第148話 かずやんの憂鬱
世界ランキング1位カ・マセの敗北後、世界ランキング1位の武蔵境と、2位のかずやんに挑もうとするものは出てこないようになった。
世界ランキング1位で不敗の男と呼ばれた探索者を一撃で沈めた武蔵境と、前人未踏の深淵層を踏破したかずやん。
既存ランカーの実績と比較しても力量差がありすぎて、挑みたくない気持ちはわからなくはない。
特に2位のかずやん…深淵層の攻略配信を無料公開したうえで、倒したモンスターを喜々として食べる配信をするなんて狂気の沙汰としか思えない。
それだけでも十分異常なのに、深淵層まで踏破してしまったら、もう手が付けられない。
会議室の一室、世界ランキング運営委員会の面々に沈黙が訪れる。
3位から10位まで不戦勝したかずやん、長老の弟子とか呼ばれていた日本人探索者が1位を一撃でのしてしまった。
このままだと世界ランキングの存在が危ぶまれてしまう。
「どうしましょう?3位以下を強制的に1位と2位にマッチングさせますか?(英語)」
「戦う前に逃げだしたヤツらを舞台に立たせたところで、実力以下の力しか発揮できんし、観客もバカじゃないそんなつまらない試合見るわけがないだろう(英語)」
「そうですよね…どうしたものでしょう(英語)」
委員会のトップはどうしたものかと考えるが…ただ幸か不幸か1位と2位の対戦カードが残されているのは救いかもしれないと考えるようになっていた。
こうなったらこの一戦で稼ぐだけ稼いで、とりあえず二人は殿堂入りにして新生世界ランキングを始めるしかない。
正直、この数日で世界ランキングのランカーに対しての魅力は減ってしまった。
しかも…だ。
稼ぎ頭のカ・マセまで不在になってしまった。
現行の世界ランキングは最後に二人に稼ぐだけ稼いで、あとは残りのメンツで立て直ししていくしかないだろう。
あり得ない戦闘を目の当たりにしたことで、一時的に魅力が下がったように思うかもしれないが…。
このあと目に触れる機会が減れば、その印象も薄れていくだろうし、なんといってもSSSランク探索者の戦いだ。
現実的な戦い方は探索者たちの刺激になり、一般の観客にも十分魅力的に映るだろう。
大体の方針は合意できたが、1位と2位とのランキング戦での問題は…二人を戦わせる箱がないということだ。
今までの箱に押し込めて、SSSランク探索者を護衛に着かせたところで…守り切るのは困難なのが目に浮かぶ。

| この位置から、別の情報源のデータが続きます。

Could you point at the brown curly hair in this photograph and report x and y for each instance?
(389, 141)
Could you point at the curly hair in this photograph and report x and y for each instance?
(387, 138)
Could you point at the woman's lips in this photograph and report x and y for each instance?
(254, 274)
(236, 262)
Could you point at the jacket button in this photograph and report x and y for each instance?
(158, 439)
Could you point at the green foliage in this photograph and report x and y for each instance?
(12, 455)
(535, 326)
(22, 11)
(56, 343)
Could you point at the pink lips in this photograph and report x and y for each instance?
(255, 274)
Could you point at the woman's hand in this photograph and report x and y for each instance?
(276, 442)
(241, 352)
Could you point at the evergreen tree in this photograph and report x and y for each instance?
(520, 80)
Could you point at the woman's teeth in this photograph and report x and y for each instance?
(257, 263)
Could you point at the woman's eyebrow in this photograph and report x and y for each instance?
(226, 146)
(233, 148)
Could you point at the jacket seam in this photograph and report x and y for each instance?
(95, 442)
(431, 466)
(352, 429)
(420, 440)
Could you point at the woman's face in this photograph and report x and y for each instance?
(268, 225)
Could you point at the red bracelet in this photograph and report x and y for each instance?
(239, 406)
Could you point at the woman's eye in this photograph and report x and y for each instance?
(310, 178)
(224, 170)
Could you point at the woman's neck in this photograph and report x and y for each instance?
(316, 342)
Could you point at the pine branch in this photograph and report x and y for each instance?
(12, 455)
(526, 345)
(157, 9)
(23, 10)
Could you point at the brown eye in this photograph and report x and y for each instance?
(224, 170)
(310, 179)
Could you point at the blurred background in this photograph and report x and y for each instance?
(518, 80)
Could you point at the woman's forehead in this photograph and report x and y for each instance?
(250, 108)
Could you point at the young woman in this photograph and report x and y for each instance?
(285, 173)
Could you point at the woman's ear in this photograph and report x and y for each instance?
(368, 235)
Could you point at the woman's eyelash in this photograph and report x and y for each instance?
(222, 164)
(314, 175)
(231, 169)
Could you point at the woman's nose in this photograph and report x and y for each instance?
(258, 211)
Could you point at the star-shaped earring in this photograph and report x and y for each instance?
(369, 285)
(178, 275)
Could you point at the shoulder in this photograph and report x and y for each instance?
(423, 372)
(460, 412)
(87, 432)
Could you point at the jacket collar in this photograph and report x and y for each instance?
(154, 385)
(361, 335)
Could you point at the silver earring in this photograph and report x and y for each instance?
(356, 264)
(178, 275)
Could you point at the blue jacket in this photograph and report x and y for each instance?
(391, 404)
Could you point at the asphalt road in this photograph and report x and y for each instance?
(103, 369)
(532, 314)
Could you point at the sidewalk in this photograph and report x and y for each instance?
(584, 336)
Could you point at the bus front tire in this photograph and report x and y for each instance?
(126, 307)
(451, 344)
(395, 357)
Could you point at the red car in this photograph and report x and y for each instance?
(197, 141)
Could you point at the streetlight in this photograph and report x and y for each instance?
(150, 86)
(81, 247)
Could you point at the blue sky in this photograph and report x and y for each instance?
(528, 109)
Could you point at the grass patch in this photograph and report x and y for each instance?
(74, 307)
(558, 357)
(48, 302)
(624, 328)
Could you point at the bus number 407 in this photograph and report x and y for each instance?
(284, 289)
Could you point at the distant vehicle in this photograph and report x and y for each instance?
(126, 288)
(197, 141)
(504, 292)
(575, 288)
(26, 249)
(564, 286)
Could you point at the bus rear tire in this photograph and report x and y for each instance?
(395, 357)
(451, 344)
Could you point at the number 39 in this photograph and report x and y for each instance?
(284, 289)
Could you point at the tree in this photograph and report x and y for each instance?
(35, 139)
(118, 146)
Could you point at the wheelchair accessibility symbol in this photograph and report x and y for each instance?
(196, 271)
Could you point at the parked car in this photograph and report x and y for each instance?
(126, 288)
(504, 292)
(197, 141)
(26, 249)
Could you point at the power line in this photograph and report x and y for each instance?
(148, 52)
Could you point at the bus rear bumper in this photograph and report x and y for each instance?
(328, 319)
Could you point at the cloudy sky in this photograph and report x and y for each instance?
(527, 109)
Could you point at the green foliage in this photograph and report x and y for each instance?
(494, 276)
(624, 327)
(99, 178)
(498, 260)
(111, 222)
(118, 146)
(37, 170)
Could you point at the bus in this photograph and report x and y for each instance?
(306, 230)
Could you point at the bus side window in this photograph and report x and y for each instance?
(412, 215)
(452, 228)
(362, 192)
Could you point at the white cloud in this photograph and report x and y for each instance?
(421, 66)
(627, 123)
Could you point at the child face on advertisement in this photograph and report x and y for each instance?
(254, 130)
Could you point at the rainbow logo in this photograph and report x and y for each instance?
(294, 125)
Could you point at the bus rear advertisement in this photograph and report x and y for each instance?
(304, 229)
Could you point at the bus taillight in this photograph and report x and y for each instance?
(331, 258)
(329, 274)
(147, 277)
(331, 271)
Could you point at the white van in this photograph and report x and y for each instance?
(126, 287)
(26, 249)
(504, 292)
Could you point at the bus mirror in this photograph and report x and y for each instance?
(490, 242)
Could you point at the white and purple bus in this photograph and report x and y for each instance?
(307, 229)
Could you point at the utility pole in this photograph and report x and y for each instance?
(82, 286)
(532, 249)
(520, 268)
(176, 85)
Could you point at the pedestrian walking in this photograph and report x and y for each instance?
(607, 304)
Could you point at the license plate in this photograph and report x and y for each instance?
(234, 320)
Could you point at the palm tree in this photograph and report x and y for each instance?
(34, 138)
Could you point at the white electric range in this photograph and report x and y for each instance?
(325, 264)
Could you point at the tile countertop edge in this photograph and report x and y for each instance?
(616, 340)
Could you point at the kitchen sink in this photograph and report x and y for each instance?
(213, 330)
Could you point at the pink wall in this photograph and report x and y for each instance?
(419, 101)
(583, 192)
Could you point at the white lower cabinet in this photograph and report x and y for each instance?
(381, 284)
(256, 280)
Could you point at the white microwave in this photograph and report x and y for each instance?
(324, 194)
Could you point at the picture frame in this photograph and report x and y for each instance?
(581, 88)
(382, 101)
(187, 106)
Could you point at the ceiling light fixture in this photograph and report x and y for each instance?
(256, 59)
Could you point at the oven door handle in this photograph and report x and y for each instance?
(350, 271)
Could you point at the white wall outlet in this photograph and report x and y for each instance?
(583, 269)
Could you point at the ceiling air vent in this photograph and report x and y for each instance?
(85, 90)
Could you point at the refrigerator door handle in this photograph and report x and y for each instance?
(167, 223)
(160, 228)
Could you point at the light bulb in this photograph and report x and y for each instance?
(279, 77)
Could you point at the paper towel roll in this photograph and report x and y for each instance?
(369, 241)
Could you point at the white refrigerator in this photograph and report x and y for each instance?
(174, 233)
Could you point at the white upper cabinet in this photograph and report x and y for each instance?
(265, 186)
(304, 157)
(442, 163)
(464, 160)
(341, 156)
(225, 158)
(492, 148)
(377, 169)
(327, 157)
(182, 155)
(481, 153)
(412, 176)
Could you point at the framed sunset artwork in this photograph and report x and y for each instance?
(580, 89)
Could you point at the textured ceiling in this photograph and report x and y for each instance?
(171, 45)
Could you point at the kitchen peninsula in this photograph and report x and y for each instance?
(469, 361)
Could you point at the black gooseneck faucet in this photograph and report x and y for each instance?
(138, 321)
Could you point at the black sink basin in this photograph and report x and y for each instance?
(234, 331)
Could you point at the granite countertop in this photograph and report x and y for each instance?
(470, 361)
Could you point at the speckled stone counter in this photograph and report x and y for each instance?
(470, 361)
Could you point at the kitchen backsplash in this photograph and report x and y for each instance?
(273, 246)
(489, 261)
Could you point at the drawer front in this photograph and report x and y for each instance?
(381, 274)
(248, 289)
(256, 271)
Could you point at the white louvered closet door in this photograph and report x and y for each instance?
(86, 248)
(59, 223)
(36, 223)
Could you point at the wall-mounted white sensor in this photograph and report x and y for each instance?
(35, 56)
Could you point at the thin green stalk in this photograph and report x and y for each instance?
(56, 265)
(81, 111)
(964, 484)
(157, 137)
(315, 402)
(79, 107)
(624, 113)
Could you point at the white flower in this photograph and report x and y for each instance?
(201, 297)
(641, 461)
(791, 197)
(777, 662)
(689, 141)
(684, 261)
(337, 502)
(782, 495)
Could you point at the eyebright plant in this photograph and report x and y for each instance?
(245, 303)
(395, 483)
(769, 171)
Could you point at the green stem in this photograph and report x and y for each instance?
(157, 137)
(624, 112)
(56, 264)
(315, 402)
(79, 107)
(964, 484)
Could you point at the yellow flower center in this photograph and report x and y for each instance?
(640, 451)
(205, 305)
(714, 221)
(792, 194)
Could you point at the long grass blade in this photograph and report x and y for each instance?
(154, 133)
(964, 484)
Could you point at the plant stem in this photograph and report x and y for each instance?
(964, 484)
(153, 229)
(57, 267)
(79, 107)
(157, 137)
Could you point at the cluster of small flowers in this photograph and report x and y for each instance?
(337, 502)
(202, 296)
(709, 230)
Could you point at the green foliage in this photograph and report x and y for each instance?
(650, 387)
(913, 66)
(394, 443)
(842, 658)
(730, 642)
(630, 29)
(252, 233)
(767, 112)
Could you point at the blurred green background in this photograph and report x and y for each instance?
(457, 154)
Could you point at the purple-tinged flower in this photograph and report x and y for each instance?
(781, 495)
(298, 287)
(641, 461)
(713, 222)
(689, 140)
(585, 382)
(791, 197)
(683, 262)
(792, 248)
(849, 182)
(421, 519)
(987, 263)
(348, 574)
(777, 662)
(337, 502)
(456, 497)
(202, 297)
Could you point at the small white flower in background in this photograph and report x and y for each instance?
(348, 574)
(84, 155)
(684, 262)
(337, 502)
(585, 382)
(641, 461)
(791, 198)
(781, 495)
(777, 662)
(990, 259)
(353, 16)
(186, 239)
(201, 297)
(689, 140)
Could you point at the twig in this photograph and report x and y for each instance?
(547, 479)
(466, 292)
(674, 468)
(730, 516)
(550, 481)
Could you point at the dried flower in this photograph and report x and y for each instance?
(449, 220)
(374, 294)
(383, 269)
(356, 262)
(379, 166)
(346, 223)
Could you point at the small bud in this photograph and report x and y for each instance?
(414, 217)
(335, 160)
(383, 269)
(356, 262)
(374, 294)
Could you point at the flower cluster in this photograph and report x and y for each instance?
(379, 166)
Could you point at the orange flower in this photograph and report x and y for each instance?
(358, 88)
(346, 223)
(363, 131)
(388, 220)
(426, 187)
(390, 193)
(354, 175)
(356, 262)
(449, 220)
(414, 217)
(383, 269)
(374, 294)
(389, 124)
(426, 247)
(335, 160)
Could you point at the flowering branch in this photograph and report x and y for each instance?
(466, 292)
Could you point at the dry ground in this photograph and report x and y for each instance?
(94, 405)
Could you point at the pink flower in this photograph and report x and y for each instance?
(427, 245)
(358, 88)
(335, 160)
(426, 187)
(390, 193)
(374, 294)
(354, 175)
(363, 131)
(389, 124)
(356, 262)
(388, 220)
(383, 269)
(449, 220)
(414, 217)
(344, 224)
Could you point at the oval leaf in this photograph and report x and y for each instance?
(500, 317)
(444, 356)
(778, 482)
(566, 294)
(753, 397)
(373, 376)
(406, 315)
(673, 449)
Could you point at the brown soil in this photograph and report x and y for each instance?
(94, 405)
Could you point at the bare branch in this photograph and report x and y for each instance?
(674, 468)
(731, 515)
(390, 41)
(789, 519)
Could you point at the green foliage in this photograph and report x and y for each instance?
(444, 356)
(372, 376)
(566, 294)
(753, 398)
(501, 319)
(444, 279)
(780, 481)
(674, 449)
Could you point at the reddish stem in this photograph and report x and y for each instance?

人外同士がぶつかれば、会場どころか町一つ吹き飛んでしまうかもしれない。
だが、圧倒的に広いフィールドで、壊しても影響の少ない場所…そんな都合の良い場所なんて…。
…ああ、あるじゃないか。
コロシアム型のダンジョンを貸し切りにして、無観客オンライン限定配信にはなってしまうが提供すればよいだろう。
いや、中層、下層辺りの吹き抜け式コロシアムだったらば、自己責任で席を設けることもできる。
鉄は熱いうちに打てという。
日本のギルド本部に連絡して、1位と2位のマッチングをする旨を伝えた後、早速広報活動に励むことにした。
後日談にはなるが、このタイトルマッチのチケット売上はオンライン配信限定にも関わらず、いままでの世界ランキング戦を大幅に上回る記録を残した。
また、世界ランキング賭博についても過去類をみないほどの盛り上がりを見せることになったのは別の話だ。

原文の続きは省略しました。